Human beings are complex creatures, with physical, intellectual and social dimensions – to name a few. Certain ways of thinking about people might contradict this notion, but people are so much more than a culmination of actions or beliefs. When asking a group of young people “Who are you?” it is not difficult to realize that the answer is BIG. In my experience, their responses are diverse and range from, things they love, to thoughts and experiences they have had, and choices they’ve made. But what does this mean when it comes to making choices that are authentic to who we are?

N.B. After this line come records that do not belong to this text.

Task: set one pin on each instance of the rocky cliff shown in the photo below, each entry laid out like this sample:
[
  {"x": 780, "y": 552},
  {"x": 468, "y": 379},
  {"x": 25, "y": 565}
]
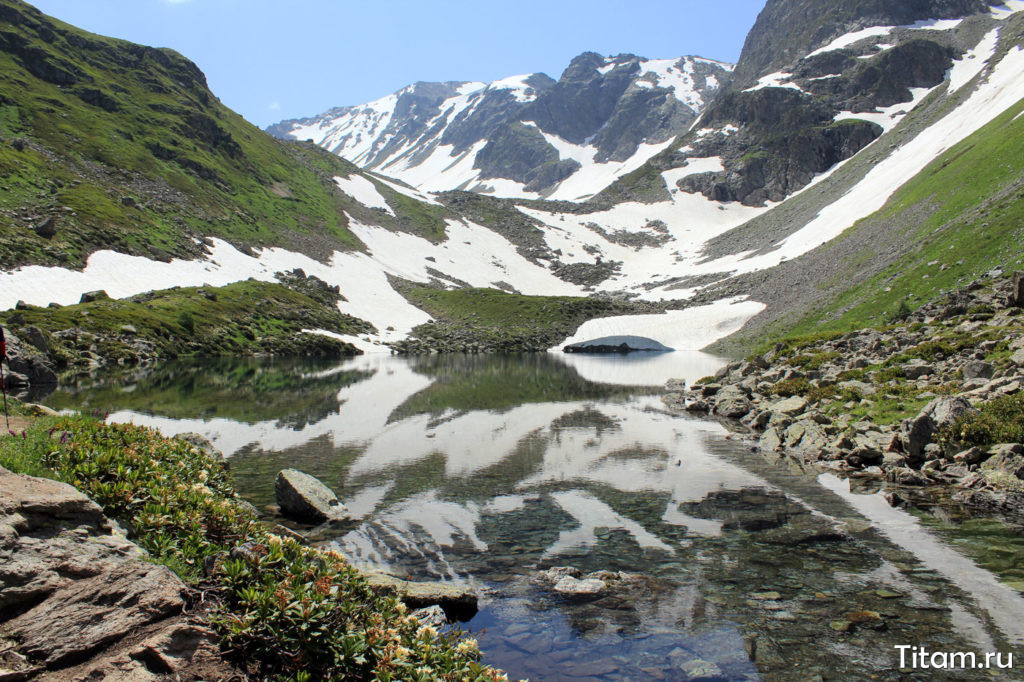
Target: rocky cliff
[{"x": 524, "y": 135}]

The philosophy of making choices is very interesting. When one brings up choice, a natural subject to follow is freedom. When the concept of dressing in a way that is very revealing is brought up, as in this article, the discussion quickly moves to choices and possible, unfair limitations on freedom. Some might argue that dressing in a way that shows a little more skin is a manifestation of freedom, and telling someone otherwise is limiting their freedom. I believe there is another way to look at it.
When you dress in a revealing way, you’re presenting and emphasizing only one aspect of your person; your body. Dressing that way does not diminish how much of a person you are, but it does not accurately represent you as a full person in all of the beautiful things that make you, you. I was reading an article that was published by a magazine on Snapchat, and was giving examples of things in movies that are accurate in real life. One of the things, was that to be taken seriously in some environments you have to ‘cover up a bit more’. This got me thinking, this media source has accepted that there is are certain aspects of personhood that are hidden or lost when we show more of our bodies: our intellect, our talents, our story. No one can see into our hearts, no one can know who you really are, unless you tell them. One way we should be telling people is through our dress – our clothing should remind people that there is more to us than meets the eye, because there is!
I want to point out that this is not a standard that only applies to women, men have standards of dress applied to them at the gym, at work, and in other context. A man who wears short shorts to court or a job interview may like what he is wearing but it will draw everyone’s attention away from his professional capacity and focus it on his poor judgement. The difference today is that girls and women are encouraged to wear revealing clothes through media and marketing – and men are not. We need to ask questions about what and who is driving our choices before stopping the conversation.
Despite the fact that this idea is counter-cultural, seemingly unpopular and perhaps radically different from what we hear online and from pop culture, I think it worth thinking about. Perhaps we don’t think about it this way often, but “when you’re wearing clothes that are ‘see through’ we cannot see YOU!”